Dear Dr. Scribblerice:

I am curious about the property at 440 E. Marion St. in Lancaster. I was told it was a former ice cream factory — Marrow Quality Ice Cream was made on the property in the 1940s and the company was sold to the Hershey Ice Cream Co. What else do you know?

Nancy Kenneff

Lancaster

Dear Nancy:

It is possible that George Brayton Marrow used 440 E. Marion St. as part of his ice cream operation, but his obituary’s listing of business locations does not mention that building.

George Marrow died Dec. 4, 1954, at 96. The obit claims he was the oldest ice cream manufacturer in Pennsylvania.

Marrow was born in Strasburg in 1858 and served as an apprentice in two confectionery businesses in Lancaster before starting his own operation in 1880. His first location: Orange and Plum streets.

He later expanded his business in a facility at Orange and Sherman streets and ran his confectionery shop at 425 E. Orange. Another news article mentions a separate ice plant, no location noted.

You will notice that all of these addresses are within easy walking distance of 440 E. Marion.

Marrow hauled his ice cream in a wagon around Lancaster in the early years. Princess, a 40-year-old horse who apparently had begun hauling ice cream in 1880, died in 1919.

Marrow’s Ice Cream merged with the Hershey Creamery Co. of Harrisburg in 1920 and Marrow continued as a Hershey director until his death.

The last mention of Marrow’s Ice Cream in local print seems to be in a Lancaster New Era ad of March 9, 1936. Watt & Shand department store advertised 5-cent and 10-cent ice cream drinks and sundaes made from “Marrows famous ice cream” on “Founders’ Day Only.”

After that, apparently, if Lancaster residents screamed for ice cream, they did not expect to get Marrow’s.

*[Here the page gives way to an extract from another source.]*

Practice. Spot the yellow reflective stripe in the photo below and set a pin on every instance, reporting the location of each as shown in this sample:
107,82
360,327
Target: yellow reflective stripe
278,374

And, just in case you are wondering, George Marrow did not use bone marrow — from Princess or any other bony creature — in his manufacturing process. Bone marrow is an ingredient used in trendy ice creams. It is not packed in dry ice and delivered to customers by horse-drawn wagon.

Dear Dr. Scribblerstore:

A CNN blast recently announced that Lord & Taylor, the oldest department store in America, is closing after 194 years. Hager’s lasted about 200 years. I have always wanted to investigate the connection between the store and Hagerstown. Any idea where the Hager family came from? I assume Germany, but not sure.

Leroy Hopkins

Lancaster

Dear Leroy:

Lord & Taylor, R.I.P.

Hager’s claimed it was the oldest family-owned department store in America when it closed its doors at 25 W. King St. in 1976. It was founded in 1821, five years before Lord & Taylor, and it was 155 years old when it succumbed to declining business and rising costs.

Hager’s was founded by Christopher Hager, the youngest son of Christopher Hager Sr., who came to Lancaster from the Hesse-Darmstadt region of Germany in 1764.

Jonathan Hager, the founder of Hagerstown, Maryland, also immigrated from Germany, but in 1736. A gunsmith and an early revolutionary leader, Jonathan founded Hagerstown in 1762.

Were Jonathan and Christopher Hager related? Probably, but who knows how closely? Several lines of American Hagers trace their roots to Gerhardt Heuger in Siegen, Wittgenstein, in the Westphalia area of northwestern Germany.

Perhaps a Hager genealogist is willing to walk through those weeds.